Lori points out that while alcohol and cigarettes can kill slowly, marijuana causes a different kind of harm, being disproportionately risky for young people.
“Usually young people learn from their mistakes, and well, my son definitely atoned for his mistakes, but it cost him his life,” she said.
Information is becoming more accessible, with news like Berenson’s book, the National Health Service in London opening the first cannabis psychosis clinic amid an urgent need, and other comprehensive reports.
“It’s just sad that my son had to be one of the first guinea pigs,” she said. “I don’t think this is fair that they’ve done this to us and our kids.”
By they, she means pro-legalization legislators who make false claims that there are no deaths related, or that this will bring nothing but public benefits.
Lori, a kind, genteel, and public-spirited woman, says the topic makes her thoughts turn bitter.
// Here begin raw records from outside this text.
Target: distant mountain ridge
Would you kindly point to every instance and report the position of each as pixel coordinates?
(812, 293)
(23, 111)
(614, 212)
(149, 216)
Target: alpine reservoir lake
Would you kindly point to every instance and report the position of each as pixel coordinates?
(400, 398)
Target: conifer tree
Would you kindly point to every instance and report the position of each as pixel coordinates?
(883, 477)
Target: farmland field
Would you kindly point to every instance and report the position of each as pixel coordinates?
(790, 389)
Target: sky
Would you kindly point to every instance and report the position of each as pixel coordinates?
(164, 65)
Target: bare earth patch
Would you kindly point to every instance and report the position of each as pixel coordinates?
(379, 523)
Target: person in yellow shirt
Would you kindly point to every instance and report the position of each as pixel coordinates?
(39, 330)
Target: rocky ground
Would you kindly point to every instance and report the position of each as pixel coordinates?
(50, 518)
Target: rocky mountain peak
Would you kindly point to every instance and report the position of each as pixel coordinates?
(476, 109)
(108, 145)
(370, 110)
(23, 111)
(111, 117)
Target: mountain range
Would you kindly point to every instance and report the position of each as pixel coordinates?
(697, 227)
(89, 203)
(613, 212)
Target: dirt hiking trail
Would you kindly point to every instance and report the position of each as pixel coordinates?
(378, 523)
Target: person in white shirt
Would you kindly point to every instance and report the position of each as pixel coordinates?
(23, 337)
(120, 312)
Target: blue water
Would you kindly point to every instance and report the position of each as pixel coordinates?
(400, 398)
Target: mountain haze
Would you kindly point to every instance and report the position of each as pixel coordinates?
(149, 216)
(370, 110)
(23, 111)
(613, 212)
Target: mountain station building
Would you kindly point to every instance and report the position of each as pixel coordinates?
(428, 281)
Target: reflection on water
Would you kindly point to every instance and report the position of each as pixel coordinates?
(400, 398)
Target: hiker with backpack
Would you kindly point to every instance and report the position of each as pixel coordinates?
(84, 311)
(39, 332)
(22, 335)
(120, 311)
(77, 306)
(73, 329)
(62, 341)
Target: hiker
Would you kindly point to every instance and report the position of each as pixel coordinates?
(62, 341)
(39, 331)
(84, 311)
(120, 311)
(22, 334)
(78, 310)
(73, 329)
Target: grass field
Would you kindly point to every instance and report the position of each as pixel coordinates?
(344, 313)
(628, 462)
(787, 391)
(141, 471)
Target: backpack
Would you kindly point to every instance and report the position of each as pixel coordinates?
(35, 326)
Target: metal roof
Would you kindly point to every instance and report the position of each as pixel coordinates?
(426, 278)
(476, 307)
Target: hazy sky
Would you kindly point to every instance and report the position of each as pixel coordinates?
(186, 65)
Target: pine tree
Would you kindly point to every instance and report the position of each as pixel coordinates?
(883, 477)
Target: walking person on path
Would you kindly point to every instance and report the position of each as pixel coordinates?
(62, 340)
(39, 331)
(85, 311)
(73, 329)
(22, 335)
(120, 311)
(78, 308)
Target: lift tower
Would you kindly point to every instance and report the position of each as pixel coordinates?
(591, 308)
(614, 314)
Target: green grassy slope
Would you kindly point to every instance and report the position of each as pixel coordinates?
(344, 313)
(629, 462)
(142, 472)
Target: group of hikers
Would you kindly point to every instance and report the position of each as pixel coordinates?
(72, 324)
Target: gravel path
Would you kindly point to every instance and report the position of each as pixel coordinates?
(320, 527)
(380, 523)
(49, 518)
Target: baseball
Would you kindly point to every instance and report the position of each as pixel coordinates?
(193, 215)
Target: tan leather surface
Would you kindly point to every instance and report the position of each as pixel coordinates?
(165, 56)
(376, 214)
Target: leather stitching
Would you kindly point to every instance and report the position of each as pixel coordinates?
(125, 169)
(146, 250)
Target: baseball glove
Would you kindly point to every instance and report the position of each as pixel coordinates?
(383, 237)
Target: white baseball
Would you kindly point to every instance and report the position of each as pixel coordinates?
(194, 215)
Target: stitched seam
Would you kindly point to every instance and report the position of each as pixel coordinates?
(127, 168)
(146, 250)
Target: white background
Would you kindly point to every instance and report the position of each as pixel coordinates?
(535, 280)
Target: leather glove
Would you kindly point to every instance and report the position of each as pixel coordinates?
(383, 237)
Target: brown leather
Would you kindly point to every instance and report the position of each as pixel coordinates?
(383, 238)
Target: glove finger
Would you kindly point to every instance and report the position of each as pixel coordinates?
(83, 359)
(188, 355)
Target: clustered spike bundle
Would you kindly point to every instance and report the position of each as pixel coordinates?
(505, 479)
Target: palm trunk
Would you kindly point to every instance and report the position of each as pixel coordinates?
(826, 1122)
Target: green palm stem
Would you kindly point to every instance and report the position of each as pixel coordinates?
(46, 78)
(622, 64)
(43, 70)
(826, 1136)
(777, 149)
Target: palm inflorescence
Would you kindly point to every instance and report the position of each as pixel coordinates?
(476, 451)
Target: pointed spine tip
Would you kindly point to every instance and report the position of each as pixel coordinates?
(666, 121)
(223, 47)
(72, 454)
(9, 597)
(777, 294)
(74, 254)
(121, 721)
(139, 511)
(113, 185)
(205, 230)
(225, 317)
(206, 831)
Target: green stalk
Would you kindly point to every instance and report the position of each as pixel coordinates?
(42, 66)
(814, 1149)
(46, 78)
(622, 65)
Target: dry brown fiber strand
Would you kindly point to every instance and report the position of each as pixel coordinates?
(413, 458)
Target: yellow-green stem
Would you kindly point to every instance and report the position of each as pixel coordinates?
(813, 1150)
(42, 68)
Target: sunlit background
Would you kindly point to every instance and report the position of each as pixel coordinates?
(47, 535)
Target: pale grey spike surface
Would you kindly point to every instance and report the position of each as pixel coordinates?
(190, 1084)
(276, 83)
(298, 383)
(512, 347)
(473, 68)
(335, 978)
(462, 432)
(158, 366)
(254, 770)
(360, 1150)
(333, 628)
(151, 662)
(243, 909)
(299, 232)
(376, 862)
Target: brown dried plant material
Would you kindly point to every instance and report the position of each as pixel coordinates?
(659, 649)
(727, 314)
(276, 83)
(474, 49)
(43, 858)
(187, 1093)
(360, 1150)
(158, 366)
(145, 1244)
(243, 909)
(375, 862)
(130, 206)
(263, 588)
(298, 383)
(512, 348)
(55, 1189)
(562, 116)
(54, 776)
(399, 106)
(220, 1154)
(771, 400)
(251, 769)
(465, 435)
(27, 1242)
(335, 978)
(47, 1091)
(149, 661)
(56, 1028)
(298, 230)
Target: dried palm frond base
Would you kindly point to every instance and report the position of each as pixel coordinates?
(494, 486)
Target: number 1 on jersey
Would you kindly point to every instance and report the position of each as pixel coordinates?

She has always seen the best in people, but she wonders whether it is the industry money or pure ignorance driving these lawmakers to do children harm. She wishes, then feels guilty for wishing, that these lawmakers and their families would try these THC gummies themselves before forcing this industry onto their communities.
“Honestly, I think they need to start understanding what they are advocating for,” Lori said.
“You never think you could lose a kid,” Lori said. “You go through all the childhood diseases, and all the injuries that kids get, and you just count your lucky stars: they’re vibrant, healthy, and you’re not going to outlive them. And unfortunately, I’m one of many parents who’ve now found that’s not true.”
“When this happened, October 2009, that night’s embedded in my brain and my husband’s brain for the rest of our lives,” Lori said. “I just can’t walk away from this—believe me, believe me, I wish I could.”